VANCOUVER, B.C. (CN) - Dozens of businesses claim that construction of Vancouver's Canada Line Rapid Transit, which will carry thousands of visitors from Vancouver airport to downtown during the 2010 Winter Olympics, is, ironically, driving them out of business.
The businesses say the "cut and cover" construction method used to build part of the line was needlessly disruptive, and that a "bored tunnel" would have "involved no disturbance to the surface of the Canada Line route between stations."
Defendants Canada Line Rapid Transit, the South Coast British Columbia Transportation Authority and Intransit BC used the less disruptive method to build half the line, but used the "cut and cover" method along the Cambie Street corridor, which snarled traffic as the entire street was excavated, leaving a massive trench for nearly a year.

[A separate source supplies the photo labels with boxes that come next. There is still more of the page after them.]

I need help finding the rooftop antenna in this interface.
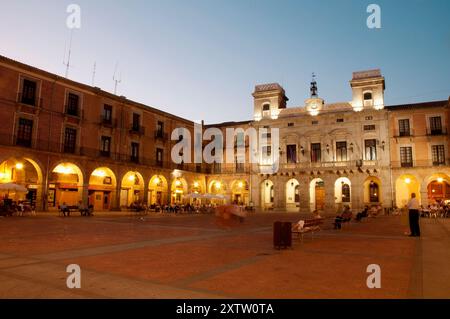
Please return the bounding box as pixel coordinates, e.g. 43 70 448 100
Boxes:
92 62 97 86
63 29 73 78
113 62 122 95
309 72 318 98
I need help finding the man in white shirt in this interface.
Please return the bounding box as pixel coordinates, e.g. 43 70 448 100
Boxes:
407 193 420 237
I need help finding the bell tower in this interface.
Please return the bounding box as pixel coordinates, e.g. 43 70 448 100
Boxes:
305 73 325 116
350 69 385 111
252 83 289 121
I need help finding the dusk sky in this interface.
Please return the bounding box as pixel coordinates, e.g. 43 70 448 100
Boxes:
0 0 450 123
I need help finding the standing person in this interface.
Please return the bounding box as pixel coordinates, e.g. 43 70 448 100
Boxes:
407 193 420 237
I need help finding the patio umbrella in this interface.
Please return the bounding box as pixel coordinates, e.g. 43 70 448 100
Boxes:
0 183 28 194
185 193 203 198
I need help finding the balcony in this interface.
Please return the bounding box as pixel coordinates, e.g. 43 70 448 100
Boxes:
64 105 81 118
155 130 169 142
16 137 32 147
98 151 111 157
130 155 139 164
130 124 145 135
99 115 117 128
427 127 448 136
394 129 414 138
17 93 43 114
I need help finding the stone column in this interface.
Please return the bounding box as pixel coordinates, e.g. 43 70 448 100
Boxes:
81 184 89 206
273 176 286 209
350 177 364 212
323 175 337 214
420 191 429 207
297 176 310 214
112 181 122 211
144 180 150 205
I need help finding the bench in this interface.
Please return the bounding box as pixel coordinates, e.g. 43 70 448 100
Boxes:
58 205 79 216
292 218 323 243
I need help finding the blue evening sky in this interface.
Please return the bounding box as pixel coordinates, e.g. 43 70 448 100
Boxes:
0 0 450 123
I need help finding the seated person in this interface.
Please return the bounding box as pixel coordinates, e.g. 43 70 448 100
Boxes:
356 205 369 222
59 202 70 217
334 205 353 229
312 209 322 219
292 220 305 231
78 200 88 216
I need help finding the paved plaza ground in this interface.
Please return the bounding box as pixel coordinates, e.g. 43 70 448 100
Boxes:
0 212 450 298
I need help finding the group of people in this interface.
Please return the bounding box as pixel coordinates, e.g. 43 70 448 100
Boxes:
0 195 35 216
334 205 383 229
59 200 94 217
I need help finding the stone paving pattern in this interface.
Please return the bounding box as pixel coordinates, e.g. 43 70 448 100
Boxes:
0 212 450 298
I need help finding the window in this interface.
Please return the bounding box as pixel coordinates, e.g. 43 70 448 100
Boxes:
311 143 322 163
100 136 111 157
336 142 347 162
294 185 300 203
364 92 372 101
364 124 375 131
156 121 164 138
103 104 112 124
236 132 245 147
235 156 244 173
369 181 380 203
131 113 141 132
16 119 33 147
20 79 37 105
398 119 411 136
156 148 163 166
66 93 79 116
262 146 272 157
364 139 377 161
263 104 270 117
400 146 413 167
131 142 139 163
286 144 297 163
64 127 77 153
431 145 445 165
363 92 373 106
430 116 442 135
342 183 350 203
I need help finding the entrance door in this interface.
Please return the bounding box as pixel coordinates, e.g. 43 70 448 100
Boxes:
156 192 162 205
103 192 111 210
120 189 128 207
94 192 103 211
316 186 325 210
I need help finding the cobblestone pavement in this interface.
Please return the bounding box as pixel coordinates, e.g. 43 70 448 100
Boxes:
0 212 450 298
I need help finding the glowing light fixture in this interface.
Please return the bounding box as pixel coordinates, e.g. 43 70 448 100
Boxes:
92 169 106 177
53 164 75 175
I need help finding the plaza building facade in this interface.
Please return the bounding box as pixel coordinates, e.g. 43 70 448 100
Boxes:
0 57 450 212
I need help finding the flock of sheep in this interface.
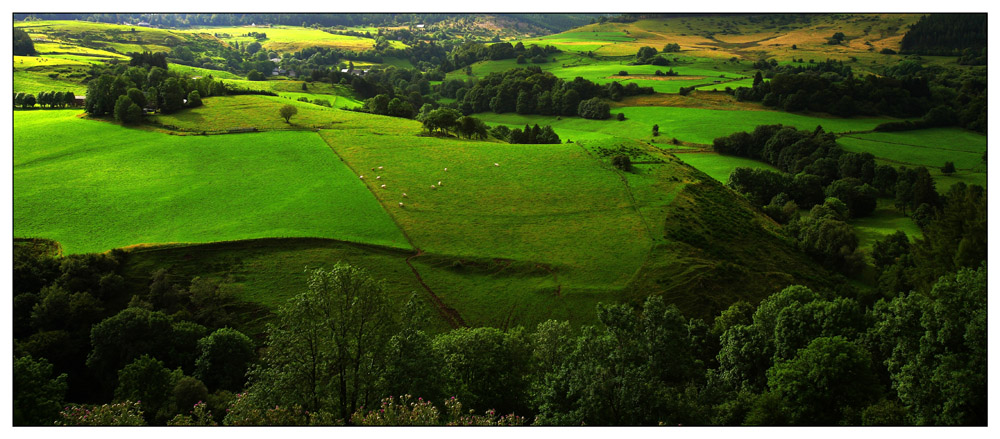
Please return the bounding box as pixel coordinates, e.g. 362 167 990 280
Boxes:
358 163 500 207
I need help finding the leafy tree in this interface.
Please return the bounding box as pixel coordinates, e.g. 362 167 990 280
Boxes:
433 327 531 413
13 356 67 425
247 264 395 419
87 308 173 382
187 90 201 108
611 154 632 172
278 104 299 123
115 95 142 125
195 328 257 392
767 336 878 425
13 27 36 56
868 266 987 425
56 401 146 426
158 77 184 114
115 355 182 425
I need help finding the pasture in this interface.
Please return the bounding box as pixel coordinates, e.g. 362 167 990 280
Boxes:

The street closures "significantly impaired the ability of the public to conveniently access the plaintiffs' premises," according to the complaint in B.C. Supreme Court.

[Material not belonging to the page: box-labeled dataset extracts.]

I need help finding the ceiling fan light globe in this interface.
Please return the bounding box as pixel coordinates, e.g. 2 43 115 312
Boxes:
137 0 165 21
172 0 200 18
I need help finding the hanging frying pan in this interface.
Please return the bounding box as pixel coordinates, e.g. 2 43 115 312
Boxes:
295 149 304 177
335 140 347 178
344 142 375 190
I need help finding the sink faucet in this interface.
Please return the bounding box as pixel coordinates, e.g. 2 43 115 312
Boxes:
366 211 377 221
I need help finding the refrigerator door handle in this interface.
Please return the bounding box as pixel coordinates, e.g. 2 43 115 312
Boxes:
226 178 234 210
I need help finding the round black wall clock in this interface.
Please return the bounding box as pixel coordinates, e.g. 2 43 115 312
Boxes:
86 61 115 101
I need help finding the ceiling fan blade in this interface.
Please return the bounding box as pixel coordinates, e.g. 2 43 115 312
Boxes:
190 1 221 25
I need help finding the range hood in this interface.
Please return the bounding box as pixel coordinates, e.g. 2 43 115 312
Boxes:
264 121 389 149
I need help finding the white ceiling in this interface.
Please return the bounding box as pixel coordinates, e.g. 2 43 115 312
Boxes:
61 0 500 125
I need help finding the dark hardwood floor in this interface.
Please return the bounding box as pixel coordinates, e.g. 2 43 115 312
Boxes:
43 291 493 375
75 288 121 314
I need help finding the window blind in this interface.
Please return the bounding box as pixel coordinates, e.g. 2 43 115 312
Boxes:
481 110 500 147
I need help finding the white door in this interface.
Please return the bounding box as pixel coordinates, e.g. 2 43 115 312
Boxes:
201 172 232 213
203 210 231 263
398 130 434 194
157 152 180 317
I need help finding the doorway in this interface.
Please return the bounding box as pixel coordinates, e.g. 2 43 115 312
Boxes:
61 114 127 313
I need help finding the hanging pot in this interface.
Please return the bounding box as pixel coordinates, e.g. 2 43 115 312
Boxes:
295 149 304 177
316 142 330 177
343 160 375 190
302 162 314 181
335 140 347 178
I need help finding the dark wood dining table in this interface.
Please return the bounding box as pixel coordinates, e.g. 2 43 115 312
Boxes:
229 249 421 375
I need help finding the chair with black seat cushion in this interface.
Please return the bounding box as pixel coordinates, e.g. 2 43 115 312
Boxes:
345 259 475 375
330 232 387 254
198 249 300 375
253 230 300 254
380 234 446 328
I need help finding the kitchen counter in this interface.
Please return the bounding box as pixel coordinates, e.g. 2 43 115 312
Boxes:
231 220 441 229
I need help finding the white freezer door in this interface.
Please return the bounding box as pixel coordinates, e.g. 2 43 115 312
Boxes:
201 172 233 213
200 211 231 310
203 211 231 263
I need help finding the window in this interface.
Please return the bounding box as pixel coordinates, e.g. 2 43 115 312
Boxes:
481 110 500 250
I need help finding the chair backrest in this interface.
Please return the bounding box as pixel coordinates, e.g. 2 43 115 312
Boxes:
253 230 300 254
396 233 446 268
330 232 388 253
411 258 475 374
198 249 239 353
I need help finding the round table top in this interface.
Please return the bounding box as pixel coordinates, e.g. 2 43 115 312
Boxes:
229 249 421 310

The businesses say the were either driven out of business or forced to move and, suffered lost revenue and profits while incurring increased costs to cope with the nuisance created by the line's construction.
A class action is pending against the defendants for similar allegations. The latest suit comes after a former Cambie Street merchant was awarded $600,000 in damages last May after she was forced to relocate her store during the construction project.
Plaintiffs are represented by A. Cameron Ward.